Non convincerete mai nessuno del fatto che Roger Rabbit sia stato incastrato da qualcuno che non sia il giudice interpretato da Cristopher Lloyd, né che l'assassino di “Psycho” sia altri che Norman Bates. Così è per i mostri mediatici; lo ha raccontato e denunciato più volte Raffaele Sollecito, assolto, il quale ha trascorso quattro anni in carcere da innocente e non solo è tuttora additato come un assassino, ma mentre i media sembrano talvolta ancora tutto sommato suggerire che la sua posizione non si sia del tutto chiarita, la Cassazione ha confermato la sentenza che gli nega il risarcimento per l'ingiusta detenzione subita, nonostante la Corte stessa, che a suo tempo ha pronunciato l'assoluzione sua e di Amanda Knox, non sia stata affatto tenera sul modo in cui furono condotte le indagini e parlò apertamente di “clamorose défaillance”. Eppure, non ha diritto ad alcun risarcimento.

 

Ma la domanda rimane: quanto pesa la pressione mediatica su queste sentenze?
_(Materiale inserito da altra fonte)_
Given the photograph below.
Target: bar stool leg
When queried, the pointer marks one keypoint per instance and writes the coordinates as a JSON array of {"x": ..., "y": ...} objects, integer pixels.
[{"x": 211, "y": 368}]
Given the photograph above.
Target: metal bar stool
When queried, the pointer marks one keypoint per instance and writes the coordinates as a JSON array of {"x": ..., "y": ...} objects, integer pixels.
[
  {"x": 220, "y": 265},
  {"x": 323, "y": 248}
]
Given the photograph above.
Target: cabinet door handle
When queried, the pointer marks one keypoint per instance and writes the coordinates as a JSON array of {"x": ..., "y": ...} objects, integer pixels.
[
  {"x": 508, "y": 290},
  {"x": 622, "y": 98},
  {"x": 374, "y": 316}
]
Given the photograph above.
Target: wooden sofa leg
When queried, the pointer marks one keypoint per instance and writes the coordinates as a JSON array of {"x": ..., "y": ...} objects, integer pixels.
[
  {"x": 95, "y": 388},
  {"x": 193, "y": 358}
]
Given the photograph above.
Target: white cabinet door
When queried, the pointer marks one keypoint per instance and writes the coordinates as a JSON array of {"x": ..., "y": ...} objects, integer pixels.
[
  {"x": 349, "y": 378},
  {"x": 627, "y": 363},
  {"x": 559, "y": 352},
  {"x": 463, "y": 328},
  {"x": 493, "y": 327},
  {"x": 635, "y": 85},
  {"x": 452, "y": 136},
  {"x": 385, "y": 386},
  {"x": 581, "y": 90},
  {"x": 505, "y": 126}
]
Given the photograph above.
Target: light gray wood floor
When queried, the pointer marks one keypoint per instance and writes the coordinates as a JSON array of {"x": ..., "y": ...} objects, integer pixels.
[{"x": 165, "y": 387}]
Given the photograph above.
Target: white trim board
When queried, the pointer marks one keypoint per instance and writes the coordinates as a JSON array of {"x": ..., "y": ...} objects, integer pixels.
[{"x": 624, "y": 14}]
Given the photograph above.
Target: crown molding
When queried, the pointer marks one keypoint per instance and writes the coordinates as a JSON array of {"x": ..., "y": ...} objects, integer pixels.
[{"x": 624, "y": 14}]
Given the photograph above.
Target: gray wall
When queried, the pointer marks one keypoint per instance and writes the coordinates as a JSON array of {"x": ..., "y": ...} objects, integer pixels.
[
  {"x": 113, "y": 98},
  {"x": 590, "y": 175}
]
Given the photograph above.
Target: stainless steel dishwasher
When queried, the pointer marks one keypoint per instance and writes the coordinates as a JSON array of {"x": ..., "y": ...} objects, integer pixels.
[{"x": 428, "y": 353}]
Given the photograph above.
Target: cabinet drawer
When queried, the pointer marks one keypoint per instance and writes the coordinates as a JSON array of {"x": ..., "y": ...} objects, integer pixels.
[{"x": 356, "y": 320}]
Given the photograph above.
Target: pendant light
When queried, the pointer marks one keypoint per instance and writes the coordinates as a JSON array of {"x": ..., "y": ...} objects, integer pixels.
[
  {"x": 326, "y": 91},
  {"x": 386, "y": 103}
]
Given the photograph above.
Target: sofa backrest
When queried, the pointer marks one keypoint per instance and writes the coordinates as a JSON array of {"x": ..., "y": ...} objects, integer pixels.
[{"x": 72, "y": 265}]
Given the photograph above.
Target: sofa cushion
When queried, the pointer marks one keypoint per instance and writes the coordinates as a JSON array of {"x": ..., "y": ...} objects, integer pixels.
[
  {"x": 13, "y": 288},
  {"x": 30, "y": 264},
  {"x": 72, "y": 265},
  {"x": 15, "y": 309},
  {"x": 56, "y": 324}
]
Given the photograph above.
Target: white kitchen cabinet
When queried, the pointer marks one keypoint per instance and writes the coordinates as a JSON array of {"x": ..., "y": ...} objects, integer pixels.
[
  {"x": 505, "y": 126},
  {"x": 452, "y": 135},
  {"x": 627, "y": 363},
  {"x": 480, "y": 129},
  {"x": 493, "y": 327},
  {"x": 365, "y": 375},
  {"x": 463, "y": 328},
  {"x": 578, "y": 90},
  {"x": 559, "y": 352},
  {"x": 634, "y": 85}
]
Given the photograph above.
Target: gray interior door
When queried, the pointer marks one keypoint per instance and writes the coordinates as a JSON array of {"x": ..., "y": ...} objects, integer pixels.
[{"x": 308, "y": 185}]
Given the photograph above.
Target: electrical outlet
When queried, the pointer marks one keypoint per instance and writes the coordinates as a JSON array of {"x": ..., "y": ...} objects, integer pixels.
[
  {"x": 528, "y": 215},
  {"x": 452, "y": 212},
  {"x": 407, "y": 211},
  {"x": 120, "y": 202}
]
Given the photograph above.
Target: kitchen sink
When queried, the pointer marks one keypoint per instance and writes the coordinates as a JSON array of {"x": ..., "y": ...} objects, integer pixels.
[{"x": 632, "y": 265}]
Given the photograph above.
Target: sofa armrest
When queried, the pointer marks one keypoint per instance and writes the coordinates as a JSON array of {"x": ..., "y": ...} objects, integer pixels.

Pensiamo al delitto di Avetrana, che è stato oramai adottato come simbolo dell'ingordigia divorante dello sciacallaggio mediatico: è difficile dimenticare come la giudice non riuscì a rispettare i tempi entro i quali avrebbe dovuto produrre le motivazioni della sentenza con cui sono state condannate Sabrina e Cosima Misseri. Viene allora il dubbio che su questi casi, così diversi nel reale ma tanto assimilati nella narrazione, pesi proprio quest'ultima con i suoi verdetti mediatici sputati sopra un piatto di spaghetti a cena. E che pesi, purtroppo, anche sulle sentenze.